Îmânın zevkine varabilmenin önemli şartlarından biri, sevdiği kimseyi Allah için sevmektir. (Buhârî, Îmân, 9, 14)

Müslümanın; sevmediği kimseyi de başka bir sebeple değil, sırf Allah rızâsı için sevmemesi de Cenâb-ı Hakk’ın değer verdiği fazîletli bir davranıştır. (Ebû Dâvûd, Sünen, 3)

Demek ki sevgi de nefret de dünyevî bir maksat için değil, sadece Allah rızâsı için gösterilmelidir.

Maddî bir menfaat, bedenî bir haz ümidiyle birini sevmenin veya menfaatine engel olduğu için birinden nefret etmenin, Allah katında hiç önemi yoktur.

Allah için beslenen sevgi, sevilenin bir iyiliği sebebiyle artmayacağı gibi, verdiği bir sıkıntı yüzünden de azalmaz.

Peygamber Efendimiz’in anlattığı şu canlı sevgi örneğini imrenerek dinleyelim:

Vaktiyle adamın biri, bir başka köydeki din kardeşini ziyaret etmek için yola çıktı. Allah Teâlâ, onu gözetlemek ve kendisiyle konuşmak için bir meleği görevlendirdi.

Melek, adamın geçeceği yol üzerinde onu beklemeye başladı. Yanına gelince;

“–Nereye gidiyorsun kardeş?” diye sordu:

“–Şu ilerideki köyde bir din kardeşim var, onu ziyarete gidiyorum.”

“–O, senin akraban mı?”

“–Hayır!”

“–Ondan elde etmek istediğin bir menfaatin mi var?”

“–Hayır.
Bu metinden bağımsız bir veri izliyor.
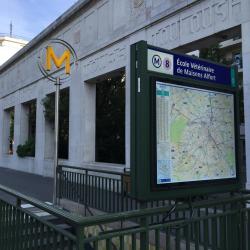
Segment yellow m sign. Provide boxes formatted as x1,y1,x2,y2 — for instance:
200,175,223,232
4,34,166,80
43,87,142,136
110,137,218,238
45,46,70,74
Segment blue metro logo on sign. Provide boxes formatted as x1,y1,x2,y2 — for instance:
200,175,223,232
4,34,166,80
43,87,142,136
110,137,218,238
148,49,231,86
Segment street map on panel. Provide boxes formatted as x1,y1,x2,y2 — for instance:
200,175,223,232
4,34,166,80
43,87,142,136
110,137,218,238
156,82,236,184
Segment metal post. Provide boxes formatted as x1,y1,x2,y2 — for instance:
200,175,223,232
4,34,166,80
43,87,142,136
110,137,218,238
53,77,61,205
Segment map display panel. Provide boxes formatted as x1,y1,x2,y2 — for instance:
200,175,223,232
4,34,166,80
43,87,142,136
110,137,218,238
156,81,236,184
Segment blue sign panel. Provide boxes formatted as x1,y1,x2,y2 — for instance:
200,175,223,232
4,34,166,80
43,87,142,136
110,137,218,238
174,55,231,86
148,49,232,87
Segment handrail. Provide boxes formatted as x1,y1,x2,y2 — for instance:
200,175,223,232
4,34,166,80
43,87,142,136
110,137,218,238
75,194,250,226
0,178,250,229
58,165,129,176
0,185,82,225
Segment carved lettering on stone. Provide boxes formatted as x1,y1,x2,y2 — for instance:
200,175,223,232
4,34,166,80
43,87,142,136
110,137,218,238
133,0,144,8
83,45,126,78
148,0,244,48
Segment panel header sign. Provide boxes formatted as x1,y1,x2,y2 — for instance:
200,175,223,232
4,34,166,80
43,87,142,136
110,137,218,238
148,49,235,86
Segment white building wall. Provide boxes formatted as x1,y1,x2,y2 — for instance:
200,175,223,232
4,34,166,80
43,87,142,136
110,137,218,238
0,36,28,65
0,0,250,178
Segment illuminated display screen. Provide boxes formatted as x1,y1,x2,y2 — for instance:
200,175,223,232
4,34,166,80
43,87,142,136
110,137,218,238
156,81,236,185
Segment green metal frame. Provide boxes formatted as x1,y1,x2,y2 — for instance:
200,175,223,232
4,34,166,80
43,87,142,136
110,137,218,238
130,41,242,201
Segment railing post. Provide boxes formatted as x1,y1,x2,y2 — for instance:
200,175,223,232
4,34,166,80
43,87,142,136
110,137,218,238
76,226,85,250
16,197,22,207
140,201,149,250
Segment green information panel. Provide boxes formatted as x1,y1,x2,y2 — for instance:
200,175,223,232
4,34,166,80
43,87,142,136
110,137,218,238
131,41,242,201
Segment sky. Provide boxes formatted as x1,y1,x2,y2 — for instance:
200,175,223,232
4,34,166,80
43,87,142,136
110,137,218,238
0,0,77,40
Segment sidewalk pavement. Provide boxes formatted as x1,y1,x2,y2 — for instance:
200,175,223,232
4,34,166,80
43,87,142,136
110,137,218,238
0,167,53,202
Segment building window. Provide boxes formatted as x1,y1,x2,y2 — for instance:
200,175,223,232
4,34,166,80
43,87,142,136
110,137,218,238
16,100,36,157
43,88,69,159
4,107,15,155
95,71,125,164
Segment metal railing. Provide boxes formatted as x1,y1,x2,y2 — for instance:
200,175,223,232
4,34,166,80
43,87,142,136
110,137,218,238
57,166,173,213
77,195,250,250
0,178,250,250
0,185,80,250
57,166,141,213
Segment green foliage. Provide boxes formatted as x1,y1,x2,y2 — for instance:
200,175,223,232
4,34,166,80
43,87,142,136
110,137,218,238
96,74,125,164
42,94,55,124
16,138,35,157
200,44,244,123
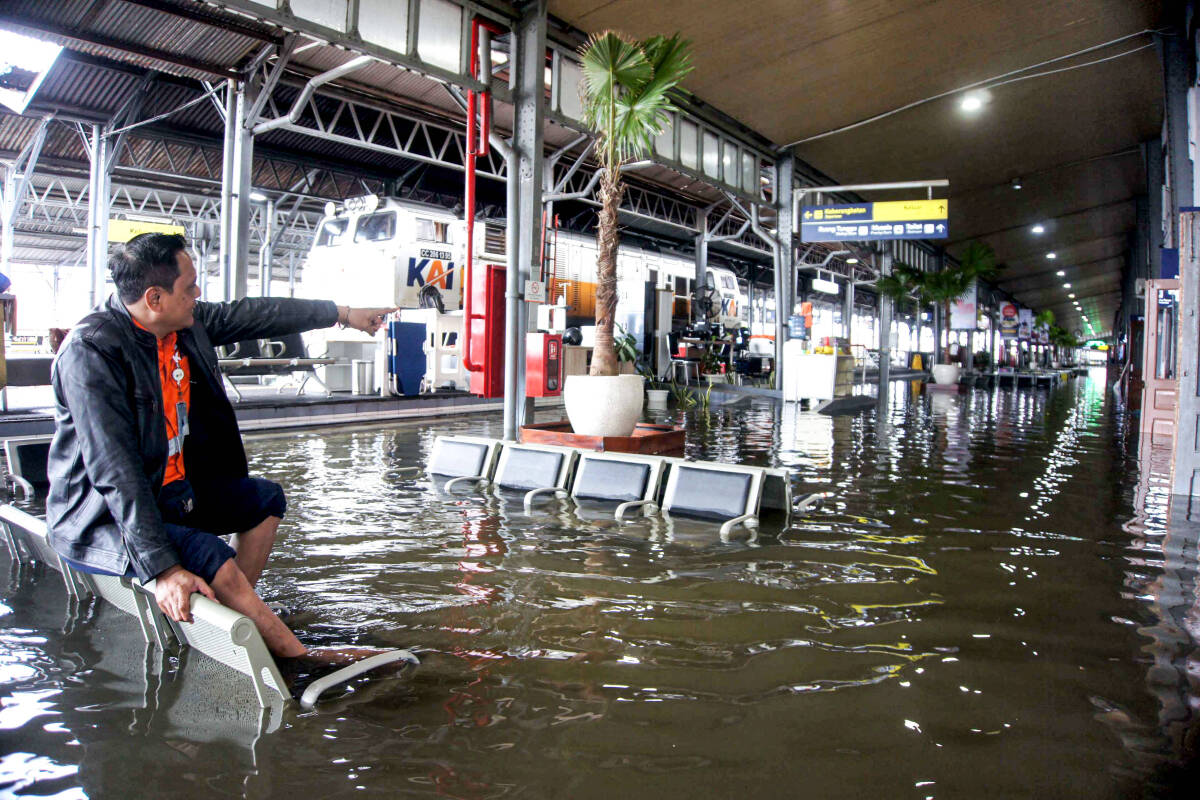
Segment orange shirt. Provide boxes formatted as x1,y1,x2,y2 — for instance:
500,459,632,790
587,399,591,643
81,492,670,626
133,319,192,486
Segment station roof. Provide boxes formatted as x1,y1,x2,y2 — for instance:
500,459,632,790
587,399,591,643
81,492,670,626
550,0,1163,333
0,0,1163,333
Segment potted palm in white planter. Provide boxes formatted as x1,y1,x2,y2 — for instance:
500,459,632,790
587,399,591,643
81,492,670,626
563,31,691,437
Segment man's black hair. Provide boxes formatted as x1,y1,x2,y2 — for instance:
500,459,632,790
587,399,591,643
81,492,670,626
108,234,187,305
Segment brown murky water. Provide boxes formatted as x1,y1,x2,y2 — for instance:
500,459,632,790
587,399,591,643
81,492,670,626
0,378,1200,800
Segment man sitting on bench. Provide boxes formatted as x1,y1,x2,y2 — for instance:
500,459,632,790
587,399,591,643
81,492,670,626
46,234,394,661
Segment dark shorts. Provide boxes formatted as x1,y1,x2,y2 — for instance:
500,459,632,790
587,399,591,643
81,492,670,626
67,477,288,583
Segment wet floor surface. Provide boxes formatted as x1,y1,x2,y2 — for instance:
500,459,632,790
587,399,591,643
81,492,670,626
0,378,1200,799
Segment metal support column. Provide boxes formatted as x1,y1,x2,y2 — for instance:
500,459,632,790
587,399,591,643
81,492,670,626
88,125,109,307
841,277,854,344
226,83,258,300
504,0,547,440
217,78,238,300
773,151,796,391
1171,211,1200,496
878,242,892,416
691,210,708,323
258,198,275,297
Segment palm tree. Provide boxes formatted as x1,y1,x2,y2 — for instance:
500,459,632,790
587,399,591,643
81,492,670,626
581,31,691,375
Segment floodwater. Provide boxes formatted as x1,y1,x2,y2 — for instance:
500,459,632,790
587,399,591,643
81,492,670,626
0,378,1200,800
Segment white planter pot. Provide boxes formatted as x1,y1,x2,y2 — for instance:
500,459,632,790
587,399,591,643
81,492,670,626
934,363,961,384
563,375,643,437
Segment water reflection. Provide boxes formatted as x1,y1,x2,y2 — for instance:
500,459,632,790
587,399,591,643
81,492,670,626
0,380,1200,798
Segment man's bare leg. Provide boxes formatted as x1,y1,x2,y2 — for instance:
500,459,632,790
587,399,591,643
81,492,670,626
209,559,379,664
210,556,308,658
232,517,282,585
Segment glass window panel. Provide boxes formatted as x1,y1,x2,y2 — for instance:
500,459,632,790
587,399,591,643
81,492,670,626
354,211,396,242
721,140,738,186
654,114,676,161
558,59,583,120
317,217,350,247
292,0,347,32
416,0,462,72
742,152,761,194
359,0,408,53
679,120,700,169
704,131,721,178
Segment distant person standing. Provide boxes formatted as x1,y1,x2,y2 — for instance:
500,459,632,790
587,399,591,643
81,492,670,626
46,234,392,660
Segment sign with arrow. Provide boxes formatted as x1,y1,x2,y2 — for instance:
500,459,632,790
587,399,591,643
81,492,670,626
800,200,950,242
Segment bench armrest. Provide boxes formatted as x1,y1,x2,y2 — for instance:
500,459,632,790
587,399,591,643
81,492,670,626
300,650,421,711
526,486,566,513
720,513,758,536
612,500,659,522
442,475,487,492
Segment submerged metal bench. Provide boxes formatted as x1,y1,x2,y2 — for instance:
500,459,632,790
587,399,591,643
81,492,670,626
4,435,52,498
561,451,667,522
217,333,337,401
0,505,420,711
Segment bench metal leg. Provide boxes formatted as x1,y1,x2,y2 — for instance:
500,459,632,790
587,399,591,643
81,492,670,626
612,500,659,522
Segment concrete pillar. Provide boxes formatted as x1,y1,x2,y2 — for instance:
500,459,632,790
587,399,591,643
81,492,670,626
1142,137,1165,278
773,151,796,391
504,0,547,440
878,242,892,417
1156,35,1192,250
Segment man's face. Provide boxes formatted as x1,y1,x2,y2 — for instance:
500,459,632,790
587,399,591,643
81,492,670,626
158,251,200,331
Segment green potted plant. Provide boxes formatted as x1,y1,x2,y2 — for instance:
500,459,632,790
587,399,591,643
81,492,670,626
563,31,691,437
613,323,671,408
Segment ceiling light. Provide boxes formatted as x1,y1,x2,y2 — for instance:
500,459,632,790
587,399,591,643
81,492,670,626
0,31,62,114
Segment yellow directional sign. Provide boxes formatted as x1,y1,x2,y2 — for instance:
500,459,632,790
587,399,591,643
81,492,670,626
108,219,187,242
875,200,949,222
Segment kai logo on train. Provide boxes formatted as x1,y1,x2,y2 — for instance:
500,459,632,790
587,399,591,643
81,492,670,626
407,249,455,290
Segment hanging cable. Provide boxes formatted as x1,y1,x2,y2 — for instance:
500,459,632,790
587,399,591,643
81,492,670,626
781,28,1166,150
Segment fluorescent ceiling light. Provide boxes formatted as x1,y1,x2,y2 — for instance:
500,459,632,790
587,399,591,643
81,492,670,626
0,30,62,114
959,91,988,114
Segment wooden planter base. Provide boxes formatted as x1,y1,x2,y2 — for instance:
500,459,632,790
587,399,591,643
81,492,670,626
521,420,685,456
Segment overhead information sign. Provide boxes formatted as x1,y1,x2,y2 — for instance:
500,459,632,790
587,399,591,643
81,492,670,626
800,200,950,242
108,219,187,242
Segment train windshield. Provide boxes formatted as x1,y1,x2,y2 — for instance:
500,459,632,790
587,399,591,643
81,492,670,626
317,219,350,247
354,211,396,243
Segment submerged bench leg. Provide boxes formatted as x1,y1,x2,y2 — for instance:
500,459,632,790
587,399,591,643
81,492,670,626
524,486,566,513
612,500,659,522
300,650,421,711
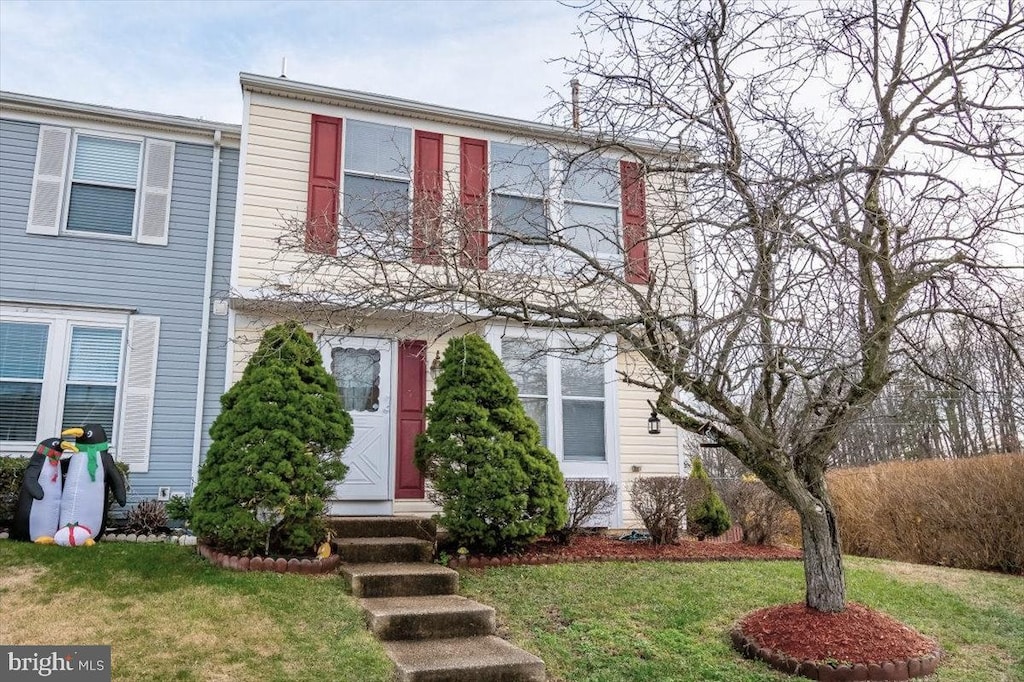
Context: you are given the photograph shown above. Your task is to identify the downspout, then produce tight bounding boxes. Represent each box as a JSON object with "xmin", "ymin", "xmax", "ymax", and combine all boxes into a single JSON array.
[{"xmin": 191, "ymin": 130, "xmax": 220, "ymax": 488}]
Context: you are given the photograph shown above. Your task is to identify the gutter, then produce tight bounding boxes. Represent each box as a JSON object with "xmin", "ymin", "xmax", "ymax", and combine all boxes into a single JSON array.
[
  {"xmin": 189, "ymin": 130, "xmax": 221, "ymax": 492},
  {"xmin": 239, "ymin": 73, "xmax": 696, "ymax": 156}
]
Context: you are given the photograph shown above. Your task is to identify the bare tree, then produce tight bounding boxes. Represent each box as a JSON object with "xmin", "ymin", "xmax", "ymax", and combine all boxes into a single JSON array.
[{"xmin": 260, "ymin": 0, "xmax": 1024, "ymax": 611}]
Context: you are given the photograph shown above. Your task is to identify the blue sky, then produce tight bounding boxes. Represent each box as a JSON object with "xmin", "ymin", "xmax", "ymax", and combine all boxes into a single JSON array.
[{"xmin": 0, "ymin": 0, "xmax": 580, "ymax": 123}]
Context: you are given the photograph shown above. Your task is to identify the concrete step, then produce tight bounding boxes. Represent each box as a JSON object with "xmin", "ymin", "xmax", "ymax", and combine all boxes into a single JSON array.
[
  {"xmin": 359, "ymin": 595, "xmax": 495, "ymax": 640},
  {"xmin": 333, "ymin": 538, "xmax": 434, "ymax": 563},
  {"xmin": 327, "ymin": 516, "xmax": 437, "ymax": 543},
  {"xmin": 341, "ymin": 563, "xmax": 459, "ymax": 598},
  {"xmin": 384, "ymin": 636, "xmax": 545, "ymax": 682}
]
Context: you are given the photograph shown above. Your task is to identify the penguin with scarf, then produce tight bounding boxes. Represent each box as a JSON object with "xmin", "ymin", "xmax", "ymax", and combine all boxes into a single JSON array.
[{"xmin": 53, "ymin": 424, "xmax": 127, "ymax": 547}]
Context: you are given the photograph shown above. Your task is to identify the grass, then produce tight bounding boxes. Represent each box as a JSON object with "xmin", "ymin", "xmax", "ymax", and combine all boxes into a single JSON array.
[
  {"xmin": 462, "ymin": 557, "xmax": 1024, "ymax": 682},
  {"xmin": 0, "ymin": 542, "xmax": 1024, "ymax": 682},
  {"xmin": 0, "ymin": 541, "xmax": 391, "ymax": 682}
]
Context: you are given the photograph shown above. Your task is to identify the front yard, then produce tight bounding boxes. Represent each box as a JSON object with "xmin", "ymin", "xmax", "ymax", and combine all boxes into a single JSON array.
[{"xmin": 0, "ymin": 541, "xmax": 1024, "ymax": 682}]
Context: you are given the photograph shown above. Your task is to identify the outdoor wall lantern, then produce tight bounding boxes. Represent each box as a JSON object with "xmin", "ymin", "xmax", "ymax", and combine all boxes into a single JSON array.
[{"xmin": 647, "ymin": 410, "xmax": 662, "ymax": 435}]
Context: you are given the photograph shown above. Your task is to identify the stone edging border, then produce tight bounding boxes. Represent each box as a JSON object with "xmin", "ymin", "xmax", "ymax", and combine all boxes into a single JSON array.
[
  {"xmin": 199, "ymin": 543, "xmax": 341, "ymax": 576},
  {"xmin": 447, "ymin": 554, "xmax": 803, "ymax": 568},
  {"xmin": 729, "ymin": 627, "xmax": 942, "ymax": 682}
]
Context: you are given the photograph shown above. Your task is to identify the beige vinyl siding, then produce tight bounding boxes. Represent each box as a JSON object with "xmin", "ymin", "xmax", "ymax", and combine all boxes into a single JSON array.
[
  {"xmin": 618, "ymin": 354, "xmax": 680, "ymax": 528},
  {"xmin": 236, "ymin": 99, "xmax": 310, "ymax": 288}
]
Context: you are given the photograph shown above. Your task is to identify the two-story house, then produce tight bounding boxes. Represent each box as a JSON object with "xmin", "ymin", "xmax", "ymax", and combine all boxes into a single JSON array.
[
  {"xmin": 228, "ymin": 74, "xmax": 689, "ymax": 527},
  {"xmin": 0, "ymin": 93, "xmax": 241, "ymax": 501}
]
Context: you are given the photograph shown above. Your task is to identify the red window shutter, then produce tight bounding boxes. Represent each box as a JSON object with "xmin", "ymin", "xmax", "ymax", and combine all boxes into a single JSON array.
[
  {"xmin": 306, "ymin": 114, "xmax": 341, "ymax": 256},
  {"xmin": 459, "ymin": 137, "xmax": 487, "ymax": 270},
  {"xmin": 394, "ymin": 341, "xmax": 427, "ymax": 493},
  {"xmin": 620, "ymin": 161, "xmax": 650, "ymax": 284},
  {"xmin": 413, "ymin": 130, "xmax": 444, "ymax": 264}
]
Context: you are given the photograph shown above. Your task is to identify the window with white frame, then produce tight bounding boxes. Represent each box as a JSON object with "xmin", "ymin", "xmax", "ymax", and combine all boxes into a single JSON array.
[
  {"xmin": 501, "ymin": 336, "xmax": 613, "ymax": 463},
  {"xmin": 0, "ymin": 314, "xmax": 126, "ymax": 441},
  {"xmin": 490, "ymin": 142, "xmax": 550, "ymax": 245},
  {"xmin": 0, "ymin": 305, "xmax": 160, "ymax": 471},
  {"xmin": 560, "ymin": 158, "xmax": 623, "ymax": 261},
  {"xmin": 65, "ymin": 135, "xmax": 142, "ymax": 237},
  {"xmin": 27, "ymin": 125, "xmax": 174, "ymax": 245},
  {"xmin": 342, "ymin": 120, "xmax": 413, "ymax": 238}
]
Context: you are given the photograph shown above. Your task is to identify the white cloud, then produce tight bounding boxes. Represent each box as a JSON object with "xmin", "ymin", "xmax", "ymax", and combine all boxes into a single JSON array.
[{"xmin": 0, "ymin": 2, "xmax": 577, "ymax": 122}]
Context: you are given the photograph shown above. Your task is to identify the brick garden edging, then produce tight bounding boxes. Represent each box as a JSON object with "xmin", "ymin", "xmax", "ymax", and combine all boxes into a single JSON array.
[
  {"xmin": 199, "ymin": 543, "xmax": 341, "ymax": 576},
  {"xmin": 447, "ymin": 554, "xmax": 803, "ymax": 568},
  {"xmin": 729, "ymin": 628, "xmax": 942, "ymax": 682}
]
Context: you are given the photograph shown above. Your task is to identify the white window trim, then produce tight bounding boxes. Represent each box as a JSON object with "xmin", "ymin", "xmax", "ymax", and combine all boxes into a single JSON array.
[
  {"xmin": 484, "ymin": 325, "xmax": 618, "ymax": 473},
  {"xmin": 0, "ymin": 305, "xmax": 129, "ymax": 457},
  {"xmin": 60, "ymin": 128, "xmax": 145, "ymax": 242},
  {"xmin": 487, "ymin": 152, "xmax": 625, "ymax": 275}
]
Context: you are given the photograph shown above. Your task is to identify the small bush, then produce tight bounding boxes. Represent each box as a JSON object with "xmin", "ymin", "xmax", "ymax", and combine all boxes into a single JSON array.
[
  {"xmin": 416, "ymin": 334, "xmax": 566, "ymax": 553},
  {"xmin": 722, "ymin": 474, "xmax": 793, "ymax": 545},
  {"xmin": 686, "ymin": 457, "xmax": 732, "ymax": 540},
  {"xmin": 0, "ymin": 457, "xmax": 29, "ymax": 527},
  {"xmin": 554, "ymin": 478, "xmax": 618, "ymax": 544},
  {"xmin": 125, "ymin": 500, "xmax": 167, "ymax": 536},
  {"xmin": 827, "ymin": 455, "xmax": 1024, "ymax": 574},
  {"xmin": 630, "ymin": 476, "xmax": 686, "ymax": 545},
  {"xmin": 190, "ymin": 323, "xmax": 352, "ymax": 555}
]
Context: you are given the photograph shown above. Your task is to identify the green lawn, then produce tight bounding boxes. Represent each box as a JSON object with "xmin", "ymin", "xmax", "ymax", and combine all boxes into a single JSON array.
[
  {"xmin": 462, "ymin": 557, "xmax": 1024, "ymax": 682},
  {"xmin": 0, "ymin": 541, "xmax": 391, "ymax": 682},
  {"xmin": 0, "ymin": 541, "xmax": 1024, "ymax": 682}
]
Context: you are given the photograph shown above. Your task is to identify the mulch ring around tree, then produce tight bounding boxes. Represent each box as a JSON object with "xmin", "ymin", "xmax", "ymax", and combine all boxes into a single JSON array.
[
  {"xmin": 450, "ymin": 536, "xmax": 803, "ymax": 568},
  {"xmin": 731, "ymin": 602, "xmax": 942, "ymax": 682}
]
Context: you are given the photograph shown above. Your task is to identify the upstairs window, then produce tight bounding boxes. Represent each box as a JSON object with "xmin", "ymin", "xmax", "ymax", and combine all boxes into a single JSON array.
[
  {"xmin": 26, "ymin": 126, "xmax": 174, "ymax": 246},
  {"xmin": 561, "ymin": 159, "xmax": 623, "ymax": 262},
  {"xmin": 490, "ymin": 142, "xmax": 550, "ymax": 250},
  {"xmin": 342, "ymin": 120, "xmax": 413, "ymax": 238},
  {"xmin": 67, "ymin": 135, "xmax": 142, "ymax": 237}
]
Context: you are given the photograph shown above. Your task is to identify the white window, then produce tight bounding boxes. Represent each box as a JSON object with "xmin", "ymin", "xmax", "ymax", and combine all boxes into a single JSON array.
[
  {"xmin": 27, "ymin": 126, "xmax": 174, "ymax": 245},
  {"xmin": 488, "ymin": 333, "xmax": 615, "ymax": 479},
  {"xmin": 0, "ymin": 306, "xmax": 159, "ymax": 471},
  {"xmin": 342, "ymin": 120, "xmax": 413, "ymax": 241},
  {"xmin": 560, "ymin": 158, "xmax": 623, "ymax": 262},
  {"xmin": 490, "ymin": 142, "xmax": 550, "ymax": 251}
]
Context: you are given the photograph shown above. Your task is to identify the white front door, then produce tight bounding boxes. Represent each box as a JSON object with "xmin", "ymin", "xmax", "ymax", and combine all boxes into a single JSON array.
[{"xmin": 323, "ymin": 337, "xmax": 392, "ymax": 514}]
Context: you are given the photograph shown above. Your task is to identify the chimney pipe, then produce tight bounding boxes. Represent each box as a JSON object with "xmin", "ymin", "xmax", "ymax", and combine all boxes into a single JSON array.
[{"xmin": 569, "ymin": 78, "xmax": 580, "ymax": 130}]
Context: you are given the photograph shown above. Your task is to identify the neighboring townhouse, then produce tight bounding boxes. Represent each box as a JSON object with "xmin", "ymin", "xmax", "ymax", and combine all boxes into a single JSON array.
[
  {"xmin": 229, "ymin": 74, "xmax": 689, "ymax": 527},
  {"xmin": 0, "ymin": 92, "xmax": 240, "ymax": 502}
]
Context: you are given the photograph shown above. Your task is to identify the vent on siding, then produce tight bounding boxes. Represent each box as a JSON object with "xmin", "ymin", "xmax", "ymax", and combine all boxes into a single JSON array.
[
  {"xmin": 118, "ymin": 315, "xmax": 160, "ymax": 471},
  {"xmin": 138, "ymin": 139, "xmax": 174, "ymax": 246},
  {"xmin": 26, "ymin": 126, "xmax": 71, "ymax": 236}
]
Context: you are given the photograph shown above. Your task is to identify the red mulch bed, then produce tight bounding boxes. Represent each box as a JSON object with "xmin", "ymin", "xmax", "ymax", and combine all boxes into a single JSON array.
[
  {"xmin": 738, "ymin": 602, "xmax": 936, "ymax": 664},
  {"xmin": 524, "ymin": 536, "xmax": 803, "ymax": 561}
]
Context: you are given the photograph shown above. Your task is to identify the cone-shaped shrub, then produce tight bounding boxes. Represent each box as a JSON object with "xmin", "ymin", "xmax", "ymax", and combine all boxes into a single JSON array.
[
  {"xmin": 191, "ymin": 323, "xmax": 352, "ymax": 554},
  {"xmin": 686, "ymin": 457, "xmax": 732, "ymax": 540},
  {"xmin": 417, "ymin": 334, "xmax": 566, "ymax": 554}
]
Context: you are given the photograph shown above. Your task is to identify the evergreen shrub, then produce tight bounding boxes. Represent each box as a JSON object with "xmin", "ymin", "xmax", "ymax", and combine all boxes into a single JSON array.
[
  {"xmin": 190, "ymin": 322, "xmax": 352, "ymax": 555},
  {"xmin": 686, "ymin": 457, "xmax": 732, "ymax": 540},
  {"xmin": 416, "ymin": 334, "xmax": 566, "ymax": 554},
  {"xmin": 630, "ymin": 476, "xmax": 686, "ymax": 545}
]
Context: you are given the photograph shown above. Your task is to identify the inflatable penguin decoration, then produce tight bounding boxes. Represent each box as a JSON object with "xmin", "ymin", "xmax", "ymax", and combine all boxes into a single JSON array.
[
  {"xmin": 53, "ymin": 424, "xmax": 126, "ymax": 547},
  {"xmin": 10, "ymin": 438, "xmax": 75, "ymax": 544}
]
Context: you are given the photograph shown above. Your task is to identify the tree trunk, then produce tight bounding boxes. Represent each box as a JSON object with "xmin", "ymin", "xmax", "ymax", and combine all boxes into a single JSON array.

Ben onu sırf Allah rızâsı için seviyorum, ziyaretine de bu sebeple gidiyorum.”

O zaman melek, şunları söyledi:

“–Sen onu nasıl seviyorsan Allah da seni öyle seviyor.

Ben bu müjdeyi vermek için Allah Teâlâ’nın sana gönderdiği elçisiyim. (Müslim, Birr, 38; Ahmed bin Hanbel, Müsned, II, 462, 508)

Gördüğünüz gibi; Allah için beslenen sevginin karşılığı, Allah tarafından sevilmektir.

Allâh’a gönül veren kimse, bütün mü’minleri sever; onların kendi kardeşi olduğunu düşünür. Müslümanları Cenâb-ı Hakk’ın kendi yoluna ilettiğini ve İslâmiyet’le şereflendirdiğini bilir.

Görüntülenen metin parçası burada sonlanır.